I like that you'd save your Mom's recipe box in case of a fire! Recipes are such an integral part of a person's family history and contain so much more than a list of ingredients; they hold memories and should be preserved. As you mentioned, it's also a good idea to keep your recipes in an online cookbook. A trend that I've noticed lately is that people are putting together family cookbooks and printing them as a way to pass down their recipes and traditions.

Anonymous said...

Em,

I hope it never becomes necessary to make the choice.

The cookies look good, but I had a question. Out of habit, I've never used shortening in cookies. Can you comment on pros and cons vs. butter?

Corie

Emily said...

Thanks for your comments!
- Hi Gloria: My vision for the Thrifty Kitchen is to "slurp" it into a paper version hopefully via a service like: http://www.blurb.com/create/book/blogbook
Hopefully this will give me the best of both on- and off-line worlds.
- and- hi Corie! - I feel guilty using shortening, mostly because I try to limit the fats I use, especially when they are solid at room temperature. I also try to avoid using things that if hard pressed I could not make in my own kitchen with basic ingredients ... which opens the door just wide enough for me to use butter, but not wide enough to use shortening. One up-side is that shortening manufacturers (e.g. Crisco) have reformulated their products to contain less trans-fat. I suppose that could be the silver lining... all in all, I like the texture shortening gives to cookies and apply the "everything in moderation" approach to justify using it. My mom, avoids shortening and instead substitutes Earth Balance (http://www.earthbalance.net/product.html) and butter ...
Hope you are well!
Emily

Bryn said...

first of all, molasses cookies are my absolute favorite and i'm quite excited to try this recipe.

i have a question and a thought:

question - do you just dip them in sugar on the top? why that instead of rolling the whole thing in sugar? i just treat them like snickerdoodles and roll the whole thing in sugar, but in your picture it's just on top. i am sure there is a good reason for that and i want to know it :)

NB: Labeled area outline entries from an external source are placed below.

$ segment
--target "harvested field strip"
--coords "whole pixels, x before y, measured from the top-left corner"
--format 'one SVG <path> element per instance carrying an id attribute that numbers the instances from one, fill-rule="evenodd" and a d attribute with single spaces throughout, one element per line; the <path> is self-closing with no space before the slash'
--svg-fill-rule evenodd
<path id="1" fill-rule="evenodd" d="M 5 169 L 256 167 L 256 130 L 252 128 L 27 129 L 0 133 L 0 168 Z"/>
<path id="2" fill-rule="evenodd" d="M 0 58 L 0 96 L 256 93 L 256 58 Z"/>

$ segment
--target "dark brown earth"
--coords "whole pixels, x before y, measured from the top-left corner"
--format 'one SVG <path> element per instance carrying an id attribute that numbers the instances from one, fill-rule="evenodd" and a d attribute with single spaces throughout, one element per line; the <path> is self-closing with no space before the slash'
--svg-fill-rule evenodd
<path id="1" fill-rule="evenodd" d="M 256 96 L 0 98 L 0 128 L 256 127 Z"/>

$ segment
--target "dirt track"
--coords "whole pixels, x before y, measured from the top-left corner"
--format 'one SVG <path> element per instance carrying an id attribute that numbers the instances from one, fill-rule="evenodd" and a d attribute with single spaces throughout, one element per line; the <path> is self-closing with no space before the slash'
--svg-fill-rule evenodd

thought - i had an amazing ginger cookie from peets the other day and it had tiny little pieces of crystalized ginger right in it - might be fun to try doing that at home...

Anonymous said...

Wow. These are so like my favorite Christmas cookies that I suspect our "family recipe" is also from Betty Crocker. I agree it's not the same without the shortening. -Sally

Beth said...

Hi, Candace--
I'm trying to reach you to request permission to link to your recipe (and share a photo) for our upcoming Handmade Holidays on the Sew,Mama,Sew! blog. I couldn't find your contact information (though it is late!). Would you mind emailing so I can give you the details? We love your cookies and would like to share the recipe with our readers.

Thank you!
Beth
beth(at)sewmamasew.com

jessicasews said...

Mmmmmm! Thank You for sharing!

~ Jes

Charlotte said...

Thanks for posting this! I lost my copy of what was surely this recipe (though not in a fire) and had no idea where it originally came from.

Re shortening versus butter:

Butter tends to melt more quickly, making cookies that spread out more and are crispier.

"Shortening" doesn't HAVE to involve hydrogenated oil. Spectrum sells 100% palm oil as a natural shortening, and I've also used coconut oil as a shortening. There's some evidence that the specific fatty acids in coconut oil (which is naturally a solid at room temp) may actively be good for you (as opposed to passively not bad for you).